No hay homosemia entre le seul [el único] y seul [solo].

A mi soledad renunciaba yo al fundar la Escuela y ¿qué tiene que ver esta soledad con la que sostiene el acto analítico, sino el poder disponer uno de su relación con dicho acto? Porque si esta semana, de vuelta yo al seminario, sin esperar más he planteado el acto analítico, ¿no es notable que entre los eminentes que aquí me niegan la consecuencia de los tres términos por interrogar sobre su fin: objetivo ideal, clausura, aporía de su transmisión, ninguno de ésos mismos que acostumbran (costumbre de los demás) asistir para que se les vea, ninguno haya aparecido? Si después de todo mi proposición en ellos es pasión hasta el punto de reducirlos a murmurar, ¿no hubiesen podido esperar de una articulación patente el que les diera puntos que impugnar? Ahora, precisamente porque en preocuparme por este acto no estoy solo, es por lo que se escabullen ante quien es el único en arriesgarse a hablar de ello.

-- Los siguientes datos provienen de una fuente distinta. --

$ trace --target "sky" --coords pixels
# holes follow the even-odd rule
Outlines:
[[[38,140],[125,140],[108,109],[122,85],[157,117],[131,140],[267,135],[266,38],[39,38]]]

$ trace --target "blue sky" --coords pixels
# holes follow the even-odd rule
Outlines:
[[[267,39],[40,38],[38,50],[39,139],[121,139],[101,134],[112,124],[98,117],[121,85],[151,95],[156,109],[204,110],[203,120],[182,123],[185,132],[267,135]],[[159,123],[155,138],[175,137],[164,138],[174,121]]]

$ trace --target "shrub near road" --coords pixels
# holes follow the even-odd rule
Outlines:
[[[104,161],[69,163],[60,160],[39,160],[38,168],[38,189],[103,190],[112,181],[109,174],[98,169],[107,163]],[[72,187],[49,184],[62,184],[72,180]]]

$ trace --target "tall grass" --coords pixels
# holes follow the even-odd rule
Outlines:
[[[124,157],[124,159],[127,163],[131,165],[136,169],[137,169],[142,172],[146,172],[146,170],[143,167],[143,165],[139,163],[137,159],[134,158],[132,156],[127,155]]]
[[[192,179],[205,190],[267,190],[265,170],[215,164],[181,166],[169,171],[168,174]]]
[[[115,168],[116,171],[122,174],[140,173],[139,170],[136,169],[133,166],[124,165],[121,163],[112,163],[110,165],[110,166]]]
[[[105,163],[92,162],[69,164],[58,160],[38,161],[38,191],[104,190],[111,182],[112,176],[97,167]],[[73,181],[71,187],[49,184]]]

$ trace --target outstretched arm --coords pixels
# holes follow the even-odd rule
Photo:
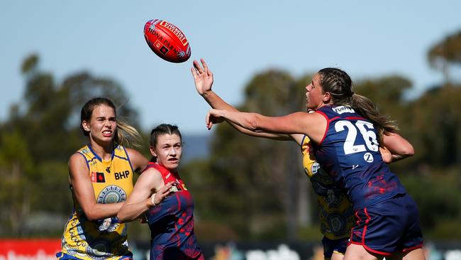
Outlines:
[[[172,183],[169,183],[163,185],[162,175],[155,169],[149,168],[144,171],[118,211],[118,221],[133,221],[150,207],[160,203],[170,194],[172,185]]]
[[[195,83],[195,88],[196,89],[197,92],[199,92],[199,94],[212,108],[238,112],[235,107],[226,102],[216,93],[211,90],[211,86],[213,85],[213,72],[209,70],[205,60],[200,59],[200,62],[201,63],[201,65],[199,63],[198,61],[194,60],[194,67],[191,68],[191,72],[192,72],[192,77],[194,77],[194,82]],[[247,130],[230,121],[228,121],[228,123],[238,131],[249,136],[270,138],[282,141],[289,141],[292,139],[287,134],[276,134],[265,132],[257,133]]]
[[[306,134],[316,143],[323,137],[327,124],[326,119],[318,113],[296,112],[284,117],[265,117],[257,113],[211,109],[206,118],[207,128],[210,129],[222,119],[257,133]]]

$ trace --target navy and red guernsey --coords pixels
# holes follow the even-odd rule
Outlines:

Lo que he obtenido de un sondeo confirma que se trata de un síntoma, tan psicoanalíticamente determinado como lo requiere su contexto y como lo es un acto fallido, si lo que lo constituye es excluir el dar cuenta de ello.1

Ya se verá si esta manera de adornarse es con la que se gana, incluso devolviéndome la pregunta: si por no asistir queda todo claro. No quieren avalar el acto. Pero el acto no depende de la audiencia alcanzada para la tesis, sino de que su proposición queda para todos legible en la pared, sin que se enuncie nada en contra.

Por eso fuisteis requeridos para responder a esa proposición y sin postergarlo.

¿Se consideraría aquí la prisa como vicio de forma? ¿No habré dicho acaso lo que se olvida de la función lógica de la prisa? Se debe a la necesidad de un determinado número de efectuaciones que tiene que ver, sí, con el número de participantes para que se reciba una conclusión, pero no se debe a ese número, porque la conclusión depende en su verdad misma de los fracasos [ratages] que constituyen dichas efectuaciones como tiempo.

Aplicad mi cuento de los presos, puestos a prueba de tener que justificar qué marca llevan (blanca o negra) para obtener la libertad: porque algunos saben que no saldréis, por más que digan, por eso pueden convertir su salida en amenaza, cualquiera que sea vuestra opinión.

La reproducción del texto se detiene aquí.